MitoCare consortium will conduct Phase II trials and look for biomarkers and disease models.

Trophos announces today an EU award of €6 million to support its MitoCare project, which is investigating a drug to treat cardiac ischemia reperfusion injury (IRI) as well as developing biomarkers and models of IRI. Work under MitoCare will begin in January 2011.

Trophos is leading the MitoCare consortium, which comprises nine clinical centers, three basic research centers, and four SME’s (including Trophos). It will evaluate the therapeutic efficacy and safety of TRO40303, a cholesterol oxime mitochondrial pore modulator, in a Phase II POC study in acute myocardial infarction (MI) patients.

The TRO40303 clinical program is sponsored by Trophos. Results from the Phase I study are expected in the first quarter of next year.

The Phase II placebo-controlled trial will be conducted in acute MI patients with large myocardial infarct undergoing percutaneous transluminal coronary angioplasty during percutaneous coronary intervention, where TRO40303 will be administered as a single IV infusion prior to the reperfusion by angioplasty.

MitoCare scientists will also conduct research on biomarkers and predictive and confounding factors of response in humans, analyze new markers for necrosis and heart failure, analyze variability in preclinical models, and compare human and preclinical data to identify the most predictable preclinical models.

Trophos’ pipeline of mitochondrial pore modulators is composed of a series of cholesterol-oxime compounds that were identified in the neuronal cell screening platform developed at Trophos to enhance the function and survival of stressed cells via modulation of dysfunctional mitochondria through interactions at the permeability transition pore (mPTP).

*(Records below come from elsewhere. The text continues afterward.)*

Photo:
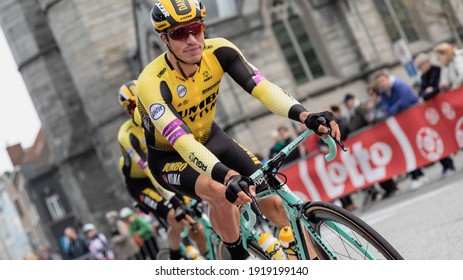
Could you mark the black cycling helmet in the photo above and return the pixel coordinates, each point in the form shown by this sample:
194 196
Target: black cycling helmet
166 13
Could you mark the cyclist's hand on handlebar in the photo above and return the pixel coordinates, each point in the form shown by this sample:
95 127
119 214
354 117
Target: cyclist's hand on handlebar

Trophos reported in the Journal of Pharmacology and Experimental Therapeutics that TRO40303 binds directly to the cholesterol site of the mitochondrial outer membrane protein, TSPO, which is associated with the mitochondrial permeability transition pore and is highly expressed in the heart, allowing rapid uptake of TRO40303 into cardiac tissue.

In vitro TRO40303 improved oxidative stress-induced cardiomyocyte survival that was correlated with a reduction in reactive oxygen species production, slowed triggering of mitochondrial permeability transition, as well as reduced cytoplasmic and mitochondrial calcium overload and apoptotic factors. A preclinical model of MI treatment with TRO40303 at the time of reperfusion was shown to significantly reduce infarct size.

Trophos’ lead product, TRO19622, is also based on its cholesterol oxime chemistry platform. It is in Phase III development for ALS as part of an EU-funded project, MitoTarget. It is also being studied in spinal muscular atrophy and is currently in a Phase I trial funded by the Association Francaise contre les Myopathies.